Credential Theft & Business Compromises Continue as Cyberthreats

A cybersecurity expert emphasized that 2017 attack trends such as credential theft and business email compromise are still threats as breach sources; and what businesses and consumers can do to secure themselves.

Jeff Wilbur, technical director of Online Trust Alliance revealed that attacks targeting businesses nearly doubled from 82,000 in 2016 to 159,700 in 2017, marking another worst year ever in data breaches and cyberincidents. However, since the majority of cyberincidents are never reported, OTA believes the actual number in 2017 probably exceeded 350,000 and that 93% of all breaches could have been avoided had simple steps been taken.

“That was one of the big findings that we’ve had over the last couple of years, especially in expanding the definition of breaches to be more all types of cyberincidents,” Wilbur said. OTA is part of the Internet Society, which has more than 95,000 individual members, the organizational home of the Internet Engineering Task Force and the Public Interest Registry which manages the .ORG, .NGO and .ONG domain names

In its report earlier this year, the OTA analyzed data breaches, ransomware targeting businesses, business email compromise, distributed denial of service attacks, and takeover of critical infrastructure and physical systems over the course of 2017. It highlighted the Internet Society’s concerns around large-scale data breaches, how data is being used, cybercrime and other online threats are affecting internet users’ trust.
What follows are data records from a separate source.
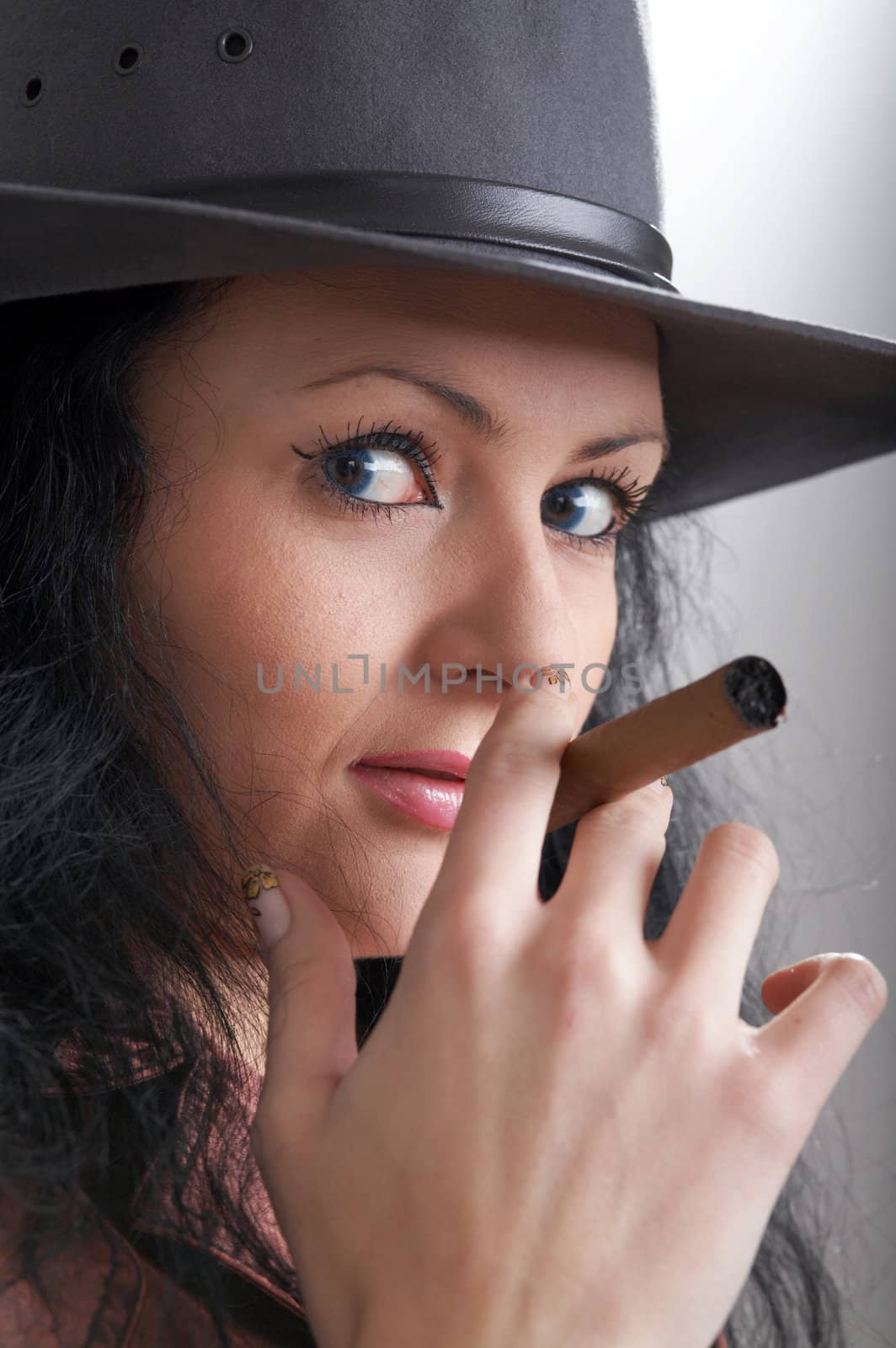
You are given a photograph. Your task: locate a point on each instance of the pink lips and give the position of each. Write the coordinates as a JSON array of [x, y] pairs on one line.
[[430, 800]]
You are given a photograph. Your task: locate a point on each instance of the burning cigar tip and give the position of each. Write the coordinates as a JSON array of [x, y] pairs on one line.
[[756, 692]]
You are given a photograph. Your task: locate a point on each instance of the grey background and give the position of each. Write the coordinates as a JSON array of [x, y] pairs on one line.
[[778, 135]]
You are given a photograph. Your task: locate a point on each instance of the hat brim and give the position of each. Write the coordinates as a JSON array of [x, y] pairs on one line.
[[752, 401]]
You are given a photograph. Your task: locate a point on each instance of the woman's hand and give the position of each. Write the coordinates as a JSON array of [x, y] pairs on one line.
[[557, 1132]]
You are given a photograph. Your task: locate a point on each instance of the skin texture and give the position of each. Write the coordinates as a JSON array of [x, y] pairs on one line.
[[248, 561]]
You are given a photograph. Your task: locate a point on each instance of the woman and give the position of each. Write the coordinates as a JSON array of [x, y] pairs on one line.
[[184, 511], [173, 415]]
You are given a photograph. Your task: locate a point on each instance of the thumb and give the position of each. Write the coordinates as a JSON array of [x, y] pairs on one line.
[[312, 1004]]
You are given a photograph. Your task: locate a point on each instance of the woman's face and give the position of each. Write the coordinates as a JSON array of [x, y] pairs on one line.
[[253, 564]]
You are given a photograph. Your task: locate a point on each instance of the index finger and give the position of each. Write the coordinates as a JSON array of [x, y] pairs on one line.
[[499, 833]]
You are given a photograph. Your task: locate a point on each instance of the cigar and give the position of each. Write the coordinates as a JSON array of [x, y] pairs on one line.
[[733, 703]]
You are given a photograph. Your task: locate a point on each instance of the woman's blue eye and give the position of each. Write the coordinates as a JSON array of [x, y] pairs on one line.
[[379, 465]]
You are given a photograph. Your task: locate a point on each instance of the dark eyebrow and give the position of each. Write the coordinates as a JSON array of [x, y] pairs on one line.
[[483, 420]]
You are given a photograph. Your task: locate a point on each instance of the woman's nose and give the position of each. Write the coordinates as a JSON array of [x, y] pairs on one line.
[[503, 607]]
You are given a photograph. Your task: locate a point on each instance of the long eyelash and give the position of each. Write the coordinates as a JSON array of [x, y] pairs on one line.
[[630, 495]]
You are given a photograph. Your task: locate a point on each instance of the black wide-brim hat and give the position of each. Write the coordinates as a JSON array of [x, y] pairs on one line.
[[147, 143]]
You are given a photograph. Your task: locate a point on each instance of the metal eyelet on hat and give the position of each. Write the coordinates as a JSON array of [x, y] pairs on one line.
[[127, 58], [235, 45], [33, 91]]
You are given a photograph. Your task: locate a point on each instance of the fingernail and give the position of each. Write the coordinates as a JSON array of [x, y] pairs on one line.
[[554, 680], [267, 905]]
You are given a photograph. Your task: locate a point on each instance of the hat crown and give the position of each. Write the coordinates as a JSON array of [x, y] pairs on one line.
[[554, 94]]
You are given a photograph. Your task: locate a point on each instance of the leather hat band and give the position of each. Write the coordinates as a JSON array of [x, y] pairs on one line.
[[446, 206]]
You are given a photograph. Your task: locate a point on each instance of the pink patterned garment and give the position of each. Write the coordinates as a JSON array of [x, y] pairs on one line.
[[103, 1278]]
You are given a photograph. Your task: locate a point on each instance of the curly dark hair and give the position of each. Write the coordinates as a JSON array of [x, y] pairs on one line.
[[96, 955]]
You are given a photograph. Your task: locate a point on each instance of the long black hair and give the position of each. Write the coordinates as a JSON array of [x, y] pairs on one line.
[[98, 955]]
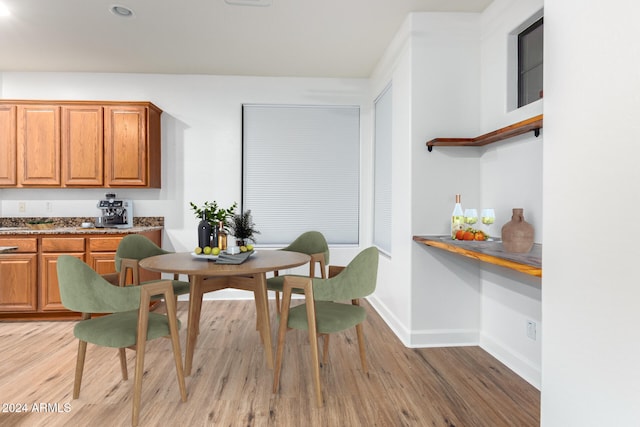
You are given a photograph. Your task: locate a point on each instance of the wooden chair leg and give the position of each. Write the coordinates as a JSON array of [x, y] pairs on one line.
[[282, 332], [313, 341], [325, 349], [363, 354], [82, 351], [175, 343], [137, 387], [278, 305], [123, 363]]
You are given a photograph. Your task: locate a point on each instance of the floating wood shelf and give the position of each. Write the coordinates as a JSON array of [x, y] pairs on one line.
[[490, 252], [533, 124]]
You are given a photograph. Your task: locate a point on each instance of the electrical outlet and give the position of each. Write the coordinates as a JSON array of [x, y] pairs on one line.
[[531, 329]]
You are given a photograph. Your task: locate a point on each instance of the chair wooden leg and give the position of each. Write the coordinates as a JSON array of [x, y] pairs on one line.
[[175, 343], [137, 387], [82, 351], [278, 305], [363, 354], [123, 363], [282, 332], [313, 341], [325, 349]]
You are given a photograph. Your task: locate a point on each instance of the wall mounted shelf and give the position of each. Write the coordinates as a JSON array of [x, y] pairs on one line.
[[490, 252], [533, 124]]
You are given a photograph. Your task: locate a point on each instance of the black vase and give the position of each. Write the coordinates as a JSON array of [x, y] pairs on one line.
[[204, 233]]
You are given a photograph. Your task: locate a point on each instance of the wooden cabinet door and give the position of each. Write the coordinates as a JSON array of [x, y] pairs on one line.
[[49, 288], [8, 146], [18, 282], [38, 137], [82, 145], [103, 262], [125, 146]]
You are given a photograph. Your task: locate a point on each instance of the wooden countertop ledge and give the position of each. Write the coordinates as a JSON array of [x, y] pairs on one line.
[[491, 252]]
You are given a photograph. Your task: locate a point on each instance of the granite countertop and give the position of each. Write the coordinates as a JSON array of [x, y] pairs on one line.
[[76, 230], [72, 225]]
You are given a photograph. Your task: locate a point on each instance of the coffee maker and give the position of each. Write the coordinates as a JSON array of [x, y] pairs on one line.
[[115, 213]]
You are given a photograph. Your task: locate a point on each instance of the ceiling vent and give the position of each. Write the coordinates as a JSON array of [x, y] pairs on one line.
[[263, 3]]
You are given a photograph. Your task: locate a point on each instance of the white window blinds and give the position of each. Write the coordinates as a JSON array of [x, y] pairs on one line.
[[301, 171]]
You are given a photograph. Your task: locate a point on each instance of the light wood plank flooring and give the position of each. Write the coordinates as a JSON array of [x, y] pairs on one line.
[[231, 386]]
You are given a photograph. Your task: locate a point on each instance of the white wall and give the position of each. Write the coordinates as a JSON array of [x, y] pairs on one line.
[[511, 177], [449, 74], [201, 141], [591, 294]]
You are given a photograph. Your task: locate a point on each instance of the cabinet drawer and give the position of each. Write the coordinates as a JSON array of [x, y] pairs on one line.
[[104, 244], [28, 244], [60, 244]]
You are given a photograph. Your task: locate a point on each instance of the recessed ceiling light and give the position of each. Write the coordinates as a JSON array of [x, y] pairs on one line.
[[4, 10], [122, 11]]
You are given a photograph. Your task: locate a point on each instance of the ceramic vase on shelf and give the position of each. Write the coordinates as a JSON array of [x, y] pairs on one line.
[[517, 234]]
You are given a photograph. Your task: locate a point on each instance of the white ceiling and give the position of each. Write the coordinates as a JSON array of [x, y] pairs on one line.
[[322, 38]]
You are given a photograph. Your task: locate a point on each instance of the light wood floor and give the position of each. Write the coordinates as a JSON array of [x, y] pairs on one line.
[[231, 386]]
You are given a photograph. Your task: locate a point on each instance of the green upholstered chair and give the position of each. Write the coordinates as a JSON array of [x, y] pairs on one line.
[[311, 243], [323, 314], [132, 249], [129, 324]]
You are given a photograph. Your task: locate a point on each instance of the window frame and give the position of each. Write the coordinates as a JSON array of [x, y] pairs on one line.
[[521, 55]]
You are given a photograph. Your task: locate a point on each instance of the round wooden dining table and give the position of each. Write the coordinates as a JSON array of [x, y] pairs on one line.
[[206, 275]]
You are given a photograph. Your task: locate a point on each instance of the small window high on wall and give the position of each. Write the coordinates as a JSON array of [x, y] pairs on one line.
[[530, 62], [301, 171]]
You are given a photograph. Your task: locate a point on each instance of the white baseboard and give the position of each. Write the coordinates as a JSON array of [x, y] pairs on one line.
[[459, 338], [424, 338], [519, 364]]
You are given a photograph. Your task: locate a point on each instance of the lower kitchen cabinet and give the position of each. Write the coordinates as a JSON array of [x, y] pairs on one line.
[[29, 278], [50, 249], [19, 276]]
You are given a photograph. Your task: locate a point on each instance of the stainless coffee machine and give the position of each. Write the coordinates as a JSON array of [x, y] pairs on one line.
[[115, 213]]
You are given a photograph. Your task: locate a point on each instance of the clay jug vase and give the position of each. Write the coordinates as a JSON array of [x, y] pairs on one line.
[[517, 234]]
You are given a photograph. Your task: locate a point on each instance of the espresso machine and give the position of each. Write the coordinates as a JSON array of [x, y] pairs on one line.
[[115, 213]]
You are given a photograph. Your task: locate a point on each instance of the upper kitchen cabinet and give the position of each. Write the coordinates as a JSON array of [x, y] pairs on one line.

The OTA recommended regular patching and special attention to vulnerability. Neglecting either or both can lead to breaches, noting that both should receive special attention in light of the Equifax breach, which exposed sensitive information of some 145.5 million Americans. OTA maintained patches play an integral role due to the discovery of other chip flaws such as Meltdown and Spectre.

“A lot of these breaches or attacks happen because the attacker finds a vulnerability in an old system,” Wilbur said. Vulnerabilities in old unpatched Windows systems and Apache Struts framework could also lead to attacker exploitation. “Regular patching has always been a best practice and neglecting it is a known cause of many breaches,” Wilbur said.

OTA found there were 134,000 ransomware attacks on businesses, nearly doubling that of 2016. Ransom-based attacks come delivered in various forms, via malware-laced phishing attacks, malvertising, and drive-by malware that encrypts data and block access to systems, as well as a newer threat, the ransom denial-of-service attack, threats to unleash a DDoS outbreak if ransom is not paid.

Wilbur stressed that in 2017, 93% of all breaches could have been avoided with some simple steps such as regularly updating software, blocking fake email messages using email authentication and training people to recognize phishing attacks. many cyberincidents were enabled via users who accidentally provided credentials or whose systems were infected when they clicked on links or attachments.

The OTA report noted as the workforce shifts to be more mobile and flexible, and use of personal devices increases, the ability to keep a tighter grip on security becomes more difficult. Traditional best practices such as blocking malicious email, heightening the security awareness of users and invoking the principle of least privilege (i.e., users given access levels to systems appropriate with their role) are foundational. “But in today’s environment, an extra boost is needed. This can be provided by enabling multi-factor authentication on key systems (since most attacks start with credential theft) and monitoring access to key systems to look for anomalies.”